In India, you will see people in various walks of life, going about their daily routines wearing colors like incandescent yellow, fiery fuchsia, sunburst orange and fluorescent violet. You will see not only “pops of color” (an extremely ubiquitous term used in the Western world to describe even a slight peek of color in an outfit), but people wearing “bursts of color.” In fact you will see “explosions of color.”

In the Western world, I became familiar with the age-old (and for the most part dated) concepts of fashion, such as wearing only black makes one look thinner; or petite-framed people should not wear bright prints; or wearing one color from top to bottom streamlines the silhouette. Since most of us are not blessed with the necessary physical attributes to fit into the perfect matrix allowing us to wear colors, we are left with the limited choice of wearing basic blacks, blues and greys.  It becomes a dull, drab and colorless existence, and I vehemently put my red soled Louboutin clad foot down!

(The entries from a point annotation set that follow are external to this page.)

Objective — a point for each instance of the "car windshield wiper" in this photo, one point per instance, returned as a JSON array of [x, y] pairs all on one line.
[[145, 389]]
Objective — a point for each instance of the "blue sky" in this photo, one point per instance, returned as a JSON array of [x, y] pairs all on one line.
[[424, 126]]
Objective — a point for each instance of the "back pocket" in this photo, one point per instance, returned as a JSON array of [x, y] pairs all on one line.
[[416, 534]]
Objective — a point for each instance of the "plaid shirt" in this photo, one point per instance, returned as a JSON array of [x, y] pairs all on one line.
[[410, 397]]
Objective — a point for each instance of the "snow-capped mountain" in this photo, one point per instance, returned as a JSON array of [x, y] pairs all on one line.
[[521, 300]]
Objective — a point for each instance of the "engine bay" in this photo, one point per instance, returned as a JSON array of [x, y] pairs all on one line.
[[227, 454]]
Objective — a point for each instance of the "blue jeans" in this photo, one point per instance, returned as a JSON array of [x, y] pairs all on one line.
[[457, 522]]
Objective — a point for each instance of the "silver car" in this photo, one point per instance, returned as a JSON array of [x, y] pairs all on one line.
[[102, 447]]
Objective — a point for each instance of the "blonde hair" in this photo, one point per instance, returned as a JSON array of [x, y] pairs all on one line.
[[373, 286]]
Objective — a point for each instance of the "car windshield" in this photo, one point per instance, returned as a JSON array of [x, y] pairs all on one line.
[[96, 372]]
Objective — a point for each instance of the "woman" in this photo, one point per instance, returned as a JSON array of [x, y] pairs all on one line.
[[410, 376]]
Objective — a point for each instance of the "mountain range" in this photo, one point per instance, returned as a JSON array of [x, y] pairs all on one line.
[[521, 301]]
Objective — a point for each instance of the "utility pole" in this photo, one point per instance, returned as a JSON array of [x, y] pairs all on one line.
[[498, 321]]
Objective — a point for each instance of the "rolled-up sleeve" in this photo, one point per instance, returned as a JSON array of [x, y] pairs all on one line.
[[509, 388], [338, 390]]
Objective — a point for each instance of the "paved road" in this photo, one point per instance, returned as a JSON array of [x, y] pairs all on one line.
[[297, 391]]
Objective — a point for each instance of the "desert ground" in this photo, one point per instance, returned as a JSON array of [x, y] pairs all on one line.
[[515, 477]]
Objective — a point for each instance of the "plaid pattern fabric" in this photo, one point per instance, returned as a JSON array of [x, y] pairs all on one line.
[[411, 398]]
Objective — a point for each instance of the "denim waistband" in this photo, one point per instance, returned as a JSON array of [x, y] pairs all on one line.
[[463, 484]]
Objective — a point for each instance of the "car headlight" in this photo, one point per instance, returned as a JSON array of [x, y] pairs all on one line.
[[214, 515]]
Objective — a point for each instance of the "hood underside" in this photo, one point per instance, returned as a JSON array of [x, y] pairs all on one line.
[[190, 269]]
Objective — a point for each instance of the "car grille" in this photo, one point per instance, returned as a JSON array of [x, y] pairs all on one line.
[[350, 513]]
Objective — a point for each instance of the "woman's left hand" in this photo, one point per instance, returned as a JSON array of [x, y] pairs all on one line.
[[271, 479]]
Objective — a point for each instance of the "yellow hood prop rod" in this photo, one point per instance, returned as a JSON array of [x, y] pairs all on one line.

The fashion designers of India reflect the colorful spirit and soul of the people. India is currently holding the equivalent of Milan and Paris fashion week. It is called the Lakme India Fashion Week, named after the iconic cosmetic brand. One of my favorite young, upcoming and cerebral designers is Sabyasachi. His designs capture the essence and soul of India. He not only incorporates a rainbow of colors into his designs, but also weaves a strand of the intelligent Indian brain into the look–after all, haven’t Indians made their mark all over the world in varied fields such as science and technology? And not to forget the powerful Ms. Indra Nooyi, CEO of Pepsi.

Sabyasachi’s styling is unique with the oversized cat-eye reading glasses and hermit-like buns on top of the head. His designs have the right amount of color and flair to be striking.

Jil Sander

Jil Sander

 

This season I was pleasantly surprised to see Western designers taking a chance with bright colors and bold patterns. Designers such as Raf Simons for Jil Sander did a brilliant job at the Paris Fashion Week with dresses made of big and bold print fabrics. The last few collections of Raf Simons have been the same, steeped with intense colors and designs.

Jil Sander

Colors are meant to be worn, to be experimented with and to give a delight to our spectral sensitivities. They lend boldness to our style and spirit. So, wear them with delight and pride.

  • I love the way these designers have used color. Sometimes colors look cheap, but certainly not these. They range from warm and fun to elegant and sophisticated. My favorite is the red and black Jil Sander, bottom-right, probably because of the silhoutte (and short hair).

  • I couldn’t agree more. I love colors. And I wear them with my ‘cultural’ pride.

  • Saleen:

    I agree that a lot of people wear dark colors like black and gray because they want to be safe with their style. However, fashion allows you to experiment and express yourself with colors. I’ll confess that I am a victim of wearing black so thank you for opening my eyes to more choices.